L’omniprésence dans les médias d’événements liés au monde musulman a également joué un rôle. Selon le Centre d’études sur la sécurité de l’EPFZ, cette couverture a explosé après 2001. Idem après les attentats à Madrid et Londres. L’extrémisme islamiste occupe depuis lors, non plus seulement la Une de l’actualité internationale, mais il est devenu un sujet brûlant en Suisse aussi, pays placé comme d’autres sous une menace potentielle. Andreas Tunger-Zanetti interprète cette évolution ainsi: «Si je n’entends parler de l’Islam que lorsqu’une guerre éclate ou que des attaques terroristes surviennent, alors oui j’ai en effet le sentiment que le lien entre cette religion et le terrorisme est très fort.»

L’Islam comme instrument politique

Pour Hansjörg Schmid, directeur du Centre suisse Islam et Société (CSIS) de l’Université de Fribourg, la tendance aujourd’hui à l’œuvre est de traiter politiquement de l’Islam et des réfugiés de confession musulmane essentiellement sous l’angle de la question sécuritaire. Cette tendance, qui englobe l’ensemble des musulmans, induit dans cette communauté le sentiment qu’elle n’est pas la bienvenue dans notre société. Une expérience déstabilisante pour elle. «Alors que nombre de musulmans ont des expériences enrichissantes là où ils séjournent, ils se retrouvent souvent en décalage avec l’opinion publique». Un alarmisme qui fait le nid des agitateurs. «C’est le but des terroristes : creuser les fossés et les utiliser à leurs fins», avertit-il.  

Des études démontrent que la discrimination peut constituer un motif de radicalisation chez les djihadistes.
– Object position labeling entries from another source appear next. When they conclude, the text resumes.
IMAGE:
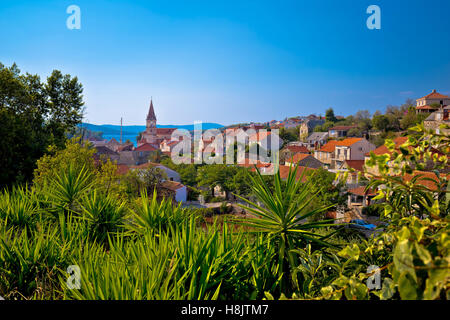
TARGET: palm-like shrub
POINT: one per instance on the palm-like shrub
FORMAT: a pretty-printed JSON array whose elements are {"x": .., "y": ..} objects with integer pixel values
[
  {"x": 67, "y": 188},
  {"x": 19, "y": 208},
  {"x": 103, "y": 213},
  {"x": 283, "y": 215},
  {"x": 29, "y": 265}
]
Mais le risque existe aussi, selon Andreas Tunger-Zanetti, qu’une partie de cette population reste figée dans un rôle de victime. Et d’en faire une fixation au point d’en oublier le reste.

Guérir par le système scolaire suisse

Mais guérir de telles dérives n’est pas impossible en Suisse. Ce pays a en effet une longue tradition du dialogue, estime Hansjörg Schmid. Notamment au niveau local où nombre de problèmes se règlent facilement. Lui aussi est persuadé que le 11-Septembre a marqué un tournant dans la perception du monde musulman en Occident. Il y ajoute un bémol: «Beaucoup de musulmans se sont bien intégrés. En particulier les 2e et 3e générations qui ne pensent plus seulement en termes d’immigration et qui ont une vie participe en Suisse.» En raison notamment d’un système scolaire doté d’un fort pouvoir inclusif. Mais Hansjörg Schmid est aussi d’avis que les personnes issues de l’immigration devraient être davantage visibles dans l’espace public (sport, culture, politique). «Des possibilités d’identification essentielles», selon lui. Il souhaiterait en revanche que les débats médiatiques sur les religions s’apaisent un peu.  

Avec une quiétude enfin retrouvée, la sphère privée aurait également tout à y gagner, estime Andreas Tunger-Zanetti. «Si on écoutait mieux les préoccupations personnelles, l’étrange phénomène qui entoure la religion pourrait être mieux appréhendé». Pour tordre le cou aux discriminations, il recommande à l’avenir l’anonymat pour tout acte de candidature en vue d’une place d’apprentissage ou pour un emploi.